Here’s another example.93 Borrowed from Weisberg’s Odds and Ends, chapter 6. Suppose a university has 10,000 students. Each is studying under one of four broad headings: Humanities, Social Sciences, STEM, or Professional. Under each of these categories, the number of students with an average grade of A, B, C, or D is listed in the following table. What is the probability a randomly selected student will have an A average, given that they are studying either Humanities or Social Sciences?

Humanities Social Sciences STEM Professional
A 200 600 400 900
B 500 800 1600 900
C 250 400 1500 750
D 50 200 500 450

\[ \begin{aligned} Pr(A ~ | ~(H \vee S)~) &= \frac{Pr(A \wedge (H \vee S))}{Pr(H \vee S)}\\ &= \frac{800/10,000}{3,000/10,000}\\ &= 4/15. \end{aligned} \] What about the reverse probability, that a student is studying either Humanities or Social Sciences given that they have an A average? \[ \begin{aligned} Pr((H \vee S) ~ | ~ A) &= \frac{Pr((H \vee S) \wedge A)}{Pr(A)}\\ &= \frac{800/10,000}{2,100/10,000}\\ &= 8/21. \end{aligned} \] Notice how we get a different number now.

When we reason about hypotheses the order is particularly important to get right, so much so that there is a particular term that scientists will use to indicate the direction of the conditional probability. This is called a likelihood. To understand it, we need to make an important distinction between a hypothesis (or theory) and evidence (or data or observation).

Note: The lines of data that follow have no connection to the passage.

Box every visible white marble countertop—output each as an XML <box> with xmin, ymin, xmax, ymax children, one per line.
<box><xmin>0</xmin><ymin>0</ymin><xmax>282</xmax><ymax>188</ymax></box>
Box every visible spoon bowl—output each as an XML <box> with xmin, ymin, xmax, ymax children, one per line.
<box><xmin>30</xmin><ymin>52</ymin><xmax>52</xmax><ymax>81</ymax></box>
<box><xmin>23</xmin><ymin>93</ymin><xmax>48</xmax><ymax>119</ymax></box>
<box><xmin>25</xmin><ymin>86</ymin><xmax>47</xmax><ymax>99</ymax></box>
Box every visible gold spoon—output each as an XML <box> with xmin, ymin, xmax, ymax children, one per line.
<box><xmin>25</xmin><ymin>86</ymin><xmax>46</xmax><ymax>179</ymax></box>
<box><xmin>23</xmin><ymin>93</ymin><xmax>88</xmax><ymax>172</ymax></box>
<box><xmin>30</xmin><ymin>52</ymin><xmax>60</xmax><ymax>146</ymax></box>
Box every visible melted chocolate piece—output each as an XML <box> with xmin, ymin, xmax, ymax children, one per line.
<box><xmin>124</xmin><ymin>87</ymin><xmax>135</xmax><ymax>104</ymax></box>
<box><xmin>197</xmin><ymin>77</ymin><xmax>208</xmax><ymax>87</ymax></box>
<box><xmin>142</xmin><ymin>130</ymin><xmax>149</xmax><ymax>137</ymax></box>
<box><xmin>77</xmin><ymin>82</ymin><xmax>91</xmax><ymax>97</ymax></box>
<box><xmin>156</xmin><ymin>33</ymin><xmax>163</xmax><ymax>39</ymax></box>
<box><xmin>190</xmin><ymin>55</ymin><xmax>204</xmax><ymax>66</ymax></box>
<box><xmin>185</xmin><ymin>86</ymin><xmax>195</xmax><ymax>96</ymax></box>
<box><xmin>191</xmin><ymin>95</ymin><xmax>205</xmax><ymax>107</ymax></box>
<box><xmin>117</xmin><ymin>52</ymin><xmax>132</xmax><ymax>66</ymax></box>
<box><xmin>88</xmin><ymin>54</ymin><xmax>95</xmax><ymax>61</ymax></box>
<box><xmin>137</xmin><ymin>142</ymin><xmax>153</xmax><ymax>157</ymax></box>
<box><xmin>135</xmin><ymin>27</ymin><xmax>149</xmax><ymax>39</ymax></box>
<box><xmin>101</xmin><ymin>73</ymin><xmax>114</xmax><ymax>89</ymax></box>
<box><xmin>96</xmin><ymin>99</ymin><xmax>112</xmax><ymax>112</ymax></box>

For example, suppose a company BestShoes claims that 96% of their shoes outlast their competitor’s average shoe mileage of 300 miles. Furthermore, lets say that a running magazine decides to test BestShoes’ claim by sending out 2,400 shoes from BestShoes to the magazine’s subscribers. The magazine finds that 133 of the shoes did not make it past 300 miles before falling apart. The hypothesis is the claim that each shoe has a 0.96 probability of making it past 300 miles. The evidence is the claim that 2,277 of 2,400 shoes made it past 300 miles.94 Later we’ll see how to go about quantifying the degree of support (or lack there of) that the evidence gives to the hypothesis.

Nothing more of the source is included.